Walking became my daily meditation through movement. I wanted to commune with the natural world and connect with the spirit of the temples. After several months of an active and fiery yang existence integration and balance beckoned.
The watery boundaries of the convergent rivers cradled me as I sat with whatever needed to arise.
What I was reminded of, amidst the Buddhist iconography, bodhi tree paintings, glittering temple tops, and novice monks whose boyish mannerisms belied the authority of their amber robes, is “real” life seeps into monastic life. They are not separate, the mundane and spiritual, yet so often we try to separate and compartmentalize what is meant to be lived holistically, not within our institutions, office spaces and schools, but within ourselves.
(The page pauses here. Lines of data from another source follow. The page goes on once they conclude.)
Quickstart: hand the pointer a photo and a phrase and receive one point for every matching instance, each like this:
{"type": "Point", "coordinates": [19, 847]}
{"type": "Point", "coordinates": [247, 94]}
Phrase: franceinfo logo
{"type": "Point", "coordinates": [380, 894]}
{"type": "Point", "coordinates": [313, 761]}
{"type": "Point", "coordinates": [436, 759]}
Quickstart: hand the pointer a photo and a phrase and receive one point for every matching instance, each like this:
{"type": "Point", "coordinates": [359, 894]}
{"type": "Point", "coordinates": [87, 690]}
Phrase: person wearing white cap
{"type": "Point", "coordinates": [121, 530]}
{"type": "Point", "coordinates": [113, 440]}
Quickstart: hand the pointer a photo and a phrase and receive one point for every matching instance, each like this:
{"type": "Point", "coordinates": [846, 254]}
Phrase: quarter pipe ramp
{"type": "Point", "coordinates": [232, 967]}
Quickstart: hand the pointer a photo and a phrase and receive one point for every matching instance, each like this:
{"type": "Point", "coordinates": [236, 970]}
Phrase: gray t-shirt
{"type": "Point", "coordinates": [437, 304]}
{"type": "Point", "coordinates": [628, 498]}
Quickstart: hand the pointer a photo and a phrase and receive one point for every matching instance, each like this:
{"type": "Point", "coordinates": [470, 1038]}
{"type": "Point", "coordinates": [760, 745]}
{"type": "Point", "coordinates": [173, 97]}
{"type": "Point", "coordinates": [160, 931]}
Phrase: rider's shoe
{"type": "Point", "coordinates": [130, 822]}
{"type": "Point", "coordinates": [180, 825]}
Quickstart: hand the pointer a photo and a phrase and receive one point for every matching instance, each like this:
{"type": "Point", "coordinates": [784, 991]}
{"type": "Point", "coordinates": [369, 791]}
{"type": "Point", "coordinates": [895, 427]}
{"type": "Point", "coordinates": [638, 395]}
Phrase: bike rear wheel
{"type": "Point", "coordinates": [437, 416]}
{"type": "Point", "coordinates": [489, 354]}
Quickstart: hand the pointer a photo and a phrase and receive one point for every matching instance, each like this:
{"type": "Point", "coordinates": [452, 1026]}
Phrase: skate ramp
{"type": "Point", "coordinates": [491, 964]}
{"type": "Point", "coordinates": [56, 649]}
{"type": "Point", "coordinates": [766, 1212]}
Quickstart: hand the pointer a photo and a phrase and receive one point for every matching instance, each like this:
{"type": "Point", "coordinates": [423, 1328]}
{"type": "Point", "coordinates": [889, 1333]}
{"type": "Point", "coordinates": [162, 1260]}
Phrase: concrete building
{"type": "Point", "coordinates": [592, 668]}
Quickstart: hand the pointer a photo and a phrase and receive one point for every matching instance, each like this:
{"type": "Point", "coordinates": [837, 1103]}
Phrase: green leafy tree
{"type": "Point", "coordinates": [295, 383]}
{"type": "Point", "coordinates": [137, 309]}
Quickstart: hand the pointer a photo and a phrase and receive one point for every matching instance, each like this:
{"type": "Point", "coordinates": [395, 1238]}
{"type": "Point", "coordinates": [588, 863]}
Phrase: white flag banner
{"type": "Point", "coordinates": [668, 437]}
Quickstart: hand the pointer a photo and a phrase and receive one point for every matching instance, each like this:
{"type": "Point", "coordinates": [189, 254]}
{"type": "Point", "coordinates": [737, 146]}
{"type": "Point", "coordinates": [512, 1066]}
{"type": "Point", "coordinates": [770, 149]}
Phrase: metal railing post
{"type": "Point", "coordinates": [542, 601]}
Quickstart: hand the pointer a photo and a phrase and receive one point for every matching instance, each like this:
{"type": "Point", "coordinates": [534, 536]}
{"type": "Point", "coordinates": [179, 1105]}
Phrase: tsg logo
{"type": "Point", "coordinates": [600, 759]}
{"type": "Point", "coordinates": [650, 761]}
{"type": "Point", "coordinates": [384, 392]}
As I walked from temple to temple, I encountered mobile phone conversations and candy consumption interspersed with devotion and prayer. Many of the young monks were there to further their education so they could attend university or enter the workforce, an opportunity otherwise lost in their local village. This was not necessarily a forever life path, but for now path.
One studious seventeen-year-old called me over to practice his English. Several books adorned the rickety outdoor table where he was seated. I asked what his favorite book was. With a widespread grin and without hesitation he replied, “Rich Dad, Poor Dad.” He followed up with, “And I like Jack Ma, the creator of Alibaba.” He wanted to study economics.
An equally widespread grin crept across my face.
Where we feel bereft, we frequently seek what we perceive the other to have, spiritually, financially or otherwise. At times, it feels as if this is the greatest paradox, this inversion of needs. Except it isn’t; it is based on each individual’s lived experience, and there is nothing inherently dualistic about this.
I was privileged to be exposed to the world at a young age, obtain a university education and, subsequently, nestle into places that cultivated quiet contemplation and deeper connection to spirit.
His lack of privilege led him to monastic life at a young age, where he would learn all he could to gain access to higher education and achieve a level of financial sustainability he would not have had access to in his village.
He wanted what I had; I wanted what he had. Neither was the golden egg the other imagined it to be, and like most things, the truth somewhere in the middle.
I spent the rest of my days walking from monastery to monastery in relative solitude. We travel to these places so that we may return home to these places within ourselves. And our teachers come in many forms, even teenage monks aspiring to be businessmen.